I went to Facebook the other day because Debbie said I should put something on 'my wall'. That sounded like graffiti, something I would never do. Writing on a wall is as foreign to me as asking people to be my friend.
The wall even starts my sentence for me. It says "Pat is…" Then you are supposed to type a line or two. Now, I always have a lot to say but when they start the sentence for me and I have to fill in the blank I draw a blank. The people who wrote this program have a weird vocabulary and an even weirder way of doing things.
Plus, I would be more confident if I could suggest to people that they visit my page, with no long term commitment to our friendship.
I now have thirteen friends. I know people who have hundreds. I still feel odd about asking people to be my friend. I don't want to appear desperate.
I also don't want my thirteen friends to be bored but it is hard to know what to write when I am talking to such a variety of people: my young nieces, peers, men, women, young and old. Do any of them really want to read a wall telling them that I'm watching television or going to take a shower?
I must admit I do see this "Facebook" stuff really blossoming. Everyone everywhere is talking about it. Television news shows, business programs, organizations, charities, sports fan clubs, you name it, they are all on Facebook. The other evening I heard the people on QVC, on a situation comedy and news anchors all talking about their Facebook pages.
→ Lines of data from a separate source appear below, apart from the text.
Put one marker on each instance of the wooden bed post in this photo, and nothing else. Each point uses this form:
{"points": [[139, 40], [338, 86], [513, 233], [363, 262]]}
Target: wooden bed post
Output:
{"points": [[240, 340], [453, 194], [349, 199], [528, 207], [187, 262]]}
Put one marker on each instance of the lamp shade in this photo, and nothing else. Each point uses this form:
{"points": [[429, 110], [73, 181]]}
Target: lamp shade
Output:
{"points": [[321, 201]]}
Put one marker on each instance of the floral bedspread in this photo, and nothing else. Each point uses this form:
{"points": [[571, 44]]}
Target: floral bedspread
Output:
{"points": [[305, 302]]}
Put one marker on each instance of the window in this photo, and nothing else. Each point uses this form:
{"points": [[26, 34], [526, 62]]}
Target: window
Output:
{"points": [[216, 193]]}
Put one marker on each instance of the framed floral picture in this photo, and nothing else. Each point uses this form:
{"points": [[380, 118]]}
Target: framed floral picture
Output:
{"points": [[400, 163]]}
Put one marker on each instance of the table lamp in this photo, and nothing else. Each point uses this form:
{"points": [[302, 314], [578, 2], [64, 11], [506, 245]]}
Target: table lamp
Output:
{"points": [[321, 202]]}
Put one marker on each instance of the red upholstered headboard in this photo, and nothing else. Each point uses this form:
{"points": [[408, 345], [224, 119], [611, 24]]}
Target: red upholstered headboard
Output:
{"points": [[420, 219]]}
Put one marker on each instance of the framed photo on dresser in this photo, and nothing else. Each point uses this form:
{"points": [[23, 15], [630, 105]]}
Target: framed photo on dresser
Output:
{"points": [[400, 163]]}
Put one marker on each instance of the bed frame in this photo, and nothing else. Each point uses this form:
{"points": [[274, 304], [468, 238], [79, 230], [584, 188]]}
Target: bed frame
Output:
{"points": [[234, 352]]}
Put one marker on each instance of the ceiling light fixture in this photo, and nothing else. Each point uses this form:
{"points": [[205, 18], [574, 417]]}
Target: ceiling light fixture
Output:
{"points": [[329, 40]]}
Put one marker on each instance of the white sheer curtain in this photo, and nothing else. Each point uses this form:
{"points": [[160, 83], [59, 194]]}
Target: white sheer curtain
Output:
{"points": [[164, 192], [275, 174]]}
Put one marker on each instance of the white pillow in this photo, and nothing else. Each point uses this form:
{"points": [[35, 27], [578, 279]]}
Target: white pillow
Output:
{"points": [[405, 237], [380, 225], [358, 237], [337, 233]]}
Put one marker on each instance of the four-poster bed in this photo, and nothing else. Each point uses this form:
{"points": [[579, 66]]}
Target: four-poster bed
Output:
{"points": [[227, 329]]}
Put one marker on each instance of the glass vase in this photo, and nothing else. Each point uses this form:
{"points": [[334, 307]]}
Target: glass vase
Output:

So I'm glad, in my small way, to be a part of it, whatever "it" is. People are baring their souls, networking, uniting with old friends and making new ones. Maybe I should bite the bullet and invite some more people in; thirteen is an unlucky number anyway.
But what if they say "no way"? Do I want the pain of rejection again? Will I resent them for life? This is tough stuff. I think my children are sorry I ever got involved.
And if I join, for example, QVC's Facebook will I have to write something on their wall that will interest all of them? Will they really care that Pat is going to watch the Cavs tonight?
My family said I should be a friend to CAP (Computers Assisting People), an organization I volunteer for. Dear God, if the old computers reject me I think I'll climb that wall and shout out something my family has warned me about. Pat is……!
To my thirteen friends I am sorry that I am boring you to death. I hope I am a better friend in real life.
My son says there are other social network sites like LinkedIn (mostly business) and something called Twitter. He tells me I should tweet on Twitter. Tweets are messages you are supposed to send that are 140 characters or less. I can't even get started in less than 140 words, let alone characters.
I think they are enjoying my stress. They laugh when I cry.
Today someone I don't even know asked to be my friend. Why? There has to be something I'm missing. Yes, I know about networking and such, but still!
Why are some people so at home on Facebook and I am so uncomfortable? I want to be involved.
Please if you understand it explain it to me. Maybe we could be friends - but I'm not doing the asking!